During Wynne’s time as premier, the manufacturing sector increased by about 18,400 jobs. In the past 12 months under Ford, Ontario has lost nearly twice that many manufacturing jobs (33,000), the figures show.
Meanwhile, the overall unemployment rate is declining or flatlining in neighbouring provinces with large economies. Unemployment is a comparatively healthy 5.9 per cent in neighbouring Quebec and 5.8 per cent in Manitoba.
Let’s admit, however, the limitations of having fun with numbers, no matter how unfunny. Let us not forget the old adage, in economics as in politics, that there are three kinds of lies:
Lies, damned lies, and statistics.
By that measure, Ford is an expert practitioner of all three. For as long as he has been premier and even before, he has pilloried his opponents as economic charlatans and portrayed himself as a prudent steward of the province’s industrial heartland.
Not a day goes by that he doesn’t proclaim this truism to be self-evidently true — without any evidence beyond a statistical sleight of hand and a rhetorical trick. As for those annoying economic indicators, Ford insists they are merely a reflection of robust immigration numbers leading to more people chasing jobs.
Unfortunately for him, Statistics Canada notes that while the labour force rose by 0.4 per cent in November, it was “offsetting a similar-sized decline in October” — in other words, a wash — while the unemployment rate jumped.
To put this in perspective, Ontario’s unemployment rate has soared by a full 1.5 percentage points over the past 12 months. Against that backdrop, our premier is not only unprepared but unrepentant:
“We are the envy of North America, we’re the envy of the world,” Ford boasted lustily in the legislature.
“You wonder why President-elect Trump wants to put tariffs? Because we’re a threat to the U.S., because we’re a manufacturing powerhouse. We created more manufacturing jobs last year than all 50 U.S. states combined.”
Never mind that the independent statistical agency says we’ve been losing those manufacturing jobs over the past year. That’s an awfully bad baseline to boast about, before any Trump tariffs add more fuel to the fires of unemployment.
To his credit, Ford has recently been relatively restrained about bilateral boasting and domestic dissing. When America’s president-elect publicly trolls Justin Trudeau, the premier rallies to the defence of the prime minister and downplays Trump’s puerile mockery as merely humorous musings.
But it’s fair to say that Ford got carried away with his own hyperbole this week by claiming that Trump’s threats are proof he’s feeling threatened. As illogical as those tariff threats might be in terms of economic theories of trade and comparative advantage, they have their own inexorable logic.
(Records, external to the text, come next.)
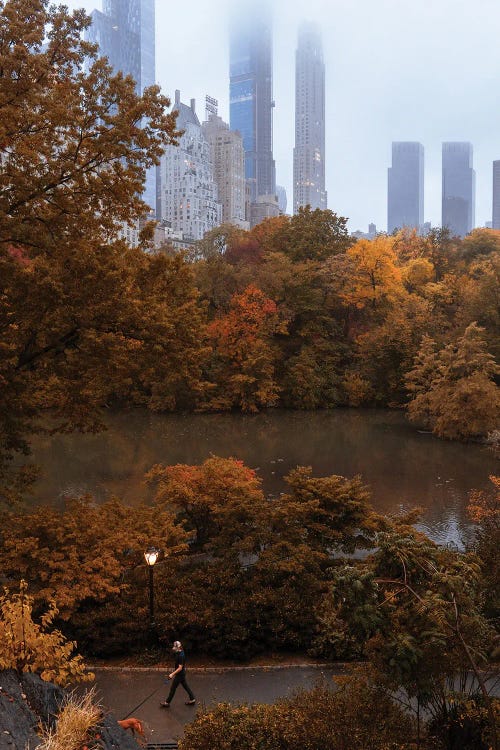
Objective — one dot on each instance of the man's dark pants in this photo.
(179, 679)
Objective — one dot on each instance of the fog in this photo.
(395, 70)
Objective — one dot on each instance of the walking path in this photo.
(123, 690)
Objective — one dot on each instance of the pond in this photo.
(403, 466)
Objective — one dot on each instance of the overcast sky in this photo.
(396, 70)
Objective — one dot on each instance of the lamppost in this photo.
(151, 556)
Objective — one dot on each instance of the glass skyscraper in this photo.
(459, 188)
(405, 193)
(309, 151)
(251, 97)
(496, 195)
(125, 33)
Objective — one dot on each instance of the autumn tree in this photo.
(376, 279)
(452, 390)
(221, 502)
(308, 234)
(74, 144)
(484, 510)
(354, 715)
(242, 365)
(81, 554)
(28, 646)
(415, 611)
(74, 148)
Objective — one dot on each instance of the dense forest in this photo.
(293, 313)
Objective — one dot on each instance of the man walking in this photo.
(178, 677)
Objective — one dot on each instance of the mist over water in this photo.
(403, 467)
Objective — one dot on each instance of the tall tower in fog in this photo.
(125, 33)
(251, 96)
(496, 195)
(309, 151)
(405, 187)
(459, 188)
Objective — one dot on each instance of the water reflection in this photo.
(403, 467)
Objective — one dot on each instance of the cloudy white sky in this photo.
(425, 71)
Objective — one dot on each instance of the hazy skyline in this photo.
(395, 71)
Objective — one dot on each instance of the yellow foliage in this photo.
(376, 277)
(77, 718)
(27, 646)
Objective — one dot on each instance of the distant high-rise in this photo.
(496, 195)
(405, 186)
(228, 159)
(188, 192)
(309, 151)
(282, 199)
(251, 97)
(125, 34)
(459, 188)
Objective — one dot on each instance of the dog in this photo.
(135, 725)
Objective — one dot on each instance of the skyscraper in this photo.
(228, 159)
(309, 151)
(405, 186)
(251, 96)
(496, 195)
(188, 194)
(459, 188)
(125, 33)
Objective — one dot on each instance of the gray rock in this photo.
(17, 722)
(27, 700)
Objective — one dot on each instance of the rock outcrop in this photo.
(27, 701)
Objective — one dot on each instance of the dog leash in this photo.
(140, 704)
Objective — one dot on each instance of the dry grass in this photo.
(77, 717)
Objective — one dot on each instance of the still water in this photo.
(402, 466)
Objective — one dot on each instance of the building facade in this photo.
(282, 198)
(251, 96)
(309, 151)
(265, 207)
(228, 159)
(458, 188)
(496, 196)
(125, 34)
(188, 192)
(405, 187)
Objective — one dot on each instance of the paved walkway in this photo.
(122, 690)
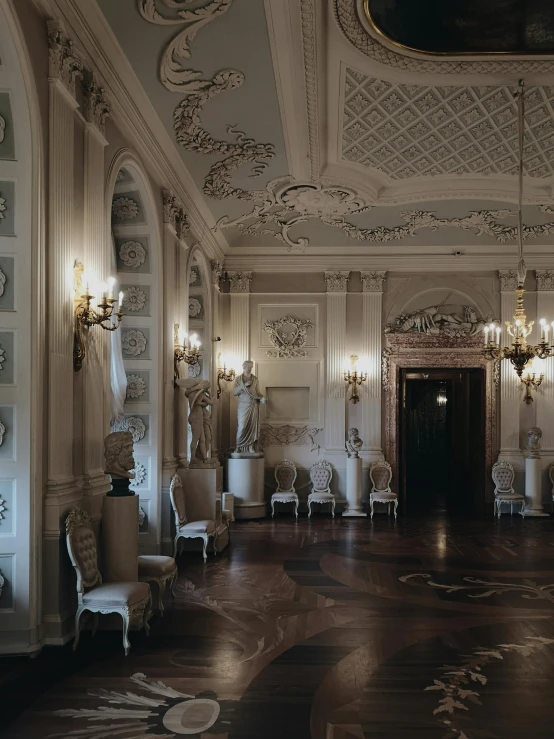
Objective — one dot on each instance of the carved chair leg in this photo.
(94, 623)
(126, 623)
(78, 615)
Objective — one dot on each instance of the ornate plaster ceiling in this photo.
(249, 100)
Given how intertwined our supply chains are, the tariffs may be empty threats that never come to pass, but we will still pay a price. For there is method to Trump’s madness, because the more he imperils our trade horizons, the more he discourages future foreign or domestic investment in the manufacturing sector.
Even if Trump pulls back from his doomsday tariff scenarios, he still wins the day because future investors will be more inclined to locate their plants on the American side of the border to avoid future angst. Brace for the economy to get worse in 2025, but remember that all was not well in 2024.
What ever future tariffs Trump has in store for us, remember how we got to where we are today. For unemployment keeps rising inexorably, courtesy of Ontario’s incumbent premier, not America’s incoming president.